YORKVILLE, Ill. (CBS) -- They lost their son on 9/11. Now a Yorkville couple says it's their mission to make sure what happened on that day is not forgotten.

CBS 2's Suzanne Le Mignot reports.

Dwayne Collman says it was his son Jeffrey Collman's dream to be a flight attendant. 

"If he sat near you on a plane, by the time you landed he'd know your whole life story," Jeffrey's stepmother, Kay Collman, says with a chuckle.

On Sept. 11, Jeffrey died doing what he loved. He was on board American Airlines Flight 11, the first plane to hit the World Trade Center. Collman had switched schedules with someone else that day.

"He saved somebody else's life," his father says.

While 10 years have passed since Jeffrey died, the healing is ongoing for his father and stepmother.

"She's the glue that held us together.
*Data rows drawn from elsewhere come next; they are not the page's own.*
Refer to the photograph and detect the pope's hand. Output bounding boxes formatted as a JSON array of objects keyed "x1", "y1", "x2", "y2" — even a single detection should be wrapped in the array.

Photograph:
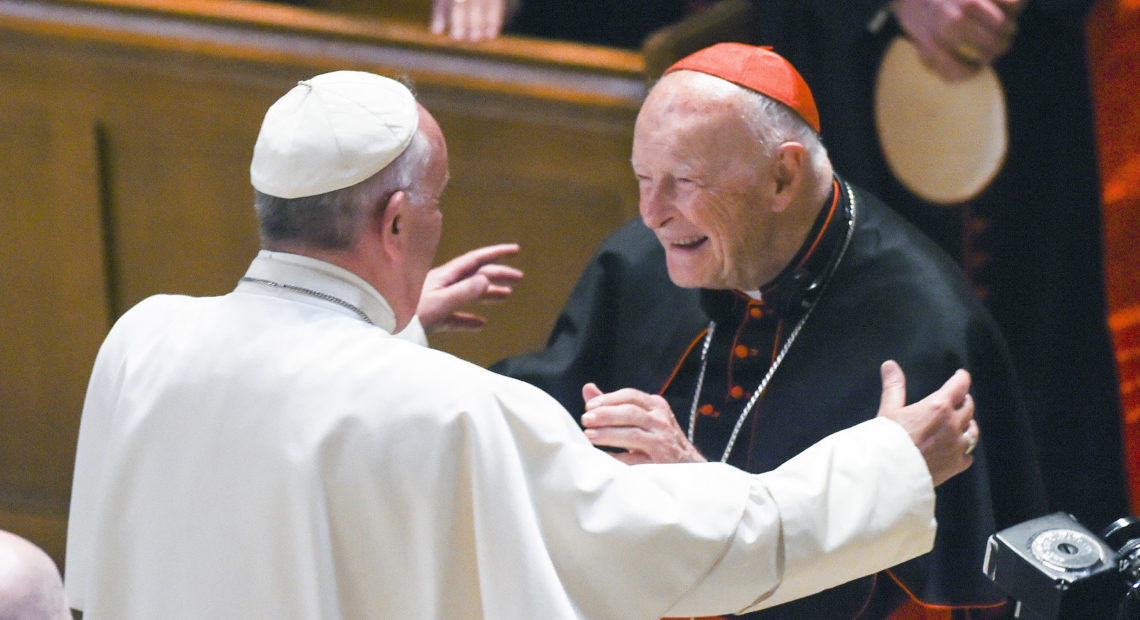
[
  {"x1": 416, "y1": 243, "x2": 523, "y2": 334},
  {"x1": 876, "y1": 360, "x2": 978, "y2": 487},
  {"x1": 580, "y1": 383, "x2": 707, "y2": 465}
]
I couldn't talk on the phone for months. I get so emotional," Dwayne Collman says of his wife.

He says his 41-year-old son loved life and truly lived each day as if it were his last. 

"We always told him to save his money," Kay Collman says. "He said,'Where's the guarantee I'm gonna get old? I'm gonna enjoy every day.'"

The Collmans say the outpouring of support they've received in the past decade has been tremendous, especially at Jeffrey's memorial service.

Total strangers sent quilts to honor their son's memory. A woman in Australia heard of Jeffrey's love of her country and sent his parents an elaborate quilt. Two women in Madison, Wisc. made a red, white and blue quilt in his honor.

"We should never forget this day," Dwayne Collman says of 9/11.

In his son's memory, Dwayne Collman will read his son's name aloud at an Oswego memorial, where nearly 3,000 pairs of shoes will be laid out.  Each pair represents a person who died in the 9-11 attacks. Collman, who loved tennis, will also have a Yorkville tennis court named in his honor next spring.